Boris Stoyanov
Hverfjall Hearth
Buildner Competition
Summer 2022
Hverfjall Crater, Iceland
Cafè and Visitor’s Center
Collaborators – Frank LaPuma | Thomas Slay | Davis Drury
In the midst of a vast, frigid expanse, the human instinct is to seek warmth—not only as a means of physical survival but as a fundamental necessity of the mind. The Hverfjall Hearth operates on this premise, not merely as a shelter from the extreme conditions but as a spatial counterpoint to them. Its core is a locus of warmth, radiating outward into the harsh landscape, establishing a dialogue between exposure and refuge. This is not about escape; it is about contrast—an architecture that amplifies the raw qualities of its surroundings while offering a moment of pause, a place to recalibrate before stepping back into the elements.
The project is framed around the interplay of opposing material conditions. The external environment—hard, oblique, and unrelenting—is not negated but drawn inward, integrated into the space as a reminder of the world beyond. This is met with the counterforce of the café, where warmth is tactile, surfaces are smooth, and the atmosphere shifts from austere to inviting. The result is not a separation between exterior and interior but a transition, a moment of threshold where the relationship between body, space, and climate is made explicit.

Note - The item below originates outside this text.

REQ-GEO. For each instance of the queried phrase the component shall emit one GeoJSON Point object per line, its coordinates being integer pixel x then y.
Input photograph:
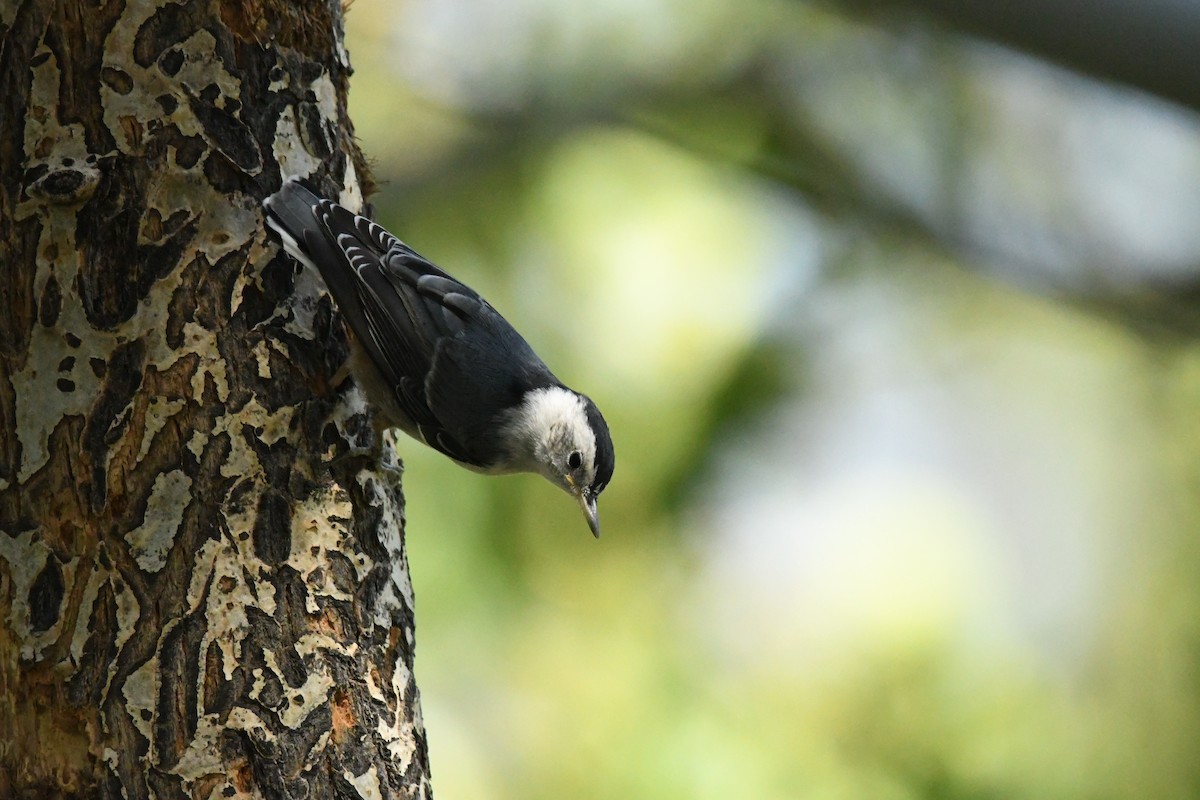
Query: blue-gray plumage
{"type": "Point", "coordinates": [437, 361]}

The exhibition space extends this principle, providing a means of engagement with Hverfjall Crater beyond passive observation. Rather than presenting geological artifacts in isolation, the exhibit constructs an architectural reinterpretation of the crater itself—an abstraction of the experience otherwise unattainable. The light well operates as a living element, shifting in response to the changing environment, casting ephemeral patterns across the stark exhibition walls. Nature is not a static subject but an active participant, ensuring that no two visits are identical. The space does not impose a singular narrative but instead reflects the crater’s evolving presence in real time.
Arrival is deliberately choreographed to heighten awareness of these environmental forces. The entrance sequence compresses space, exaggerating the sense of exposure, guiding visitors through an earthen fissure from which warmth escapes like geothermal steam. The release from this pressure is immediate upon entry into the café, where the full expanse of the landscape reveals itself in a singular panorama. The terrain outside remains unchanged—cold, barren, immense—but within, the atmosphere shifts. The architecture recedes and rises, embracing its visitors, offering not just relief but a profound sense of grounding. In this moment, warmth is more than temperature—it is presence, it is home, however temporary.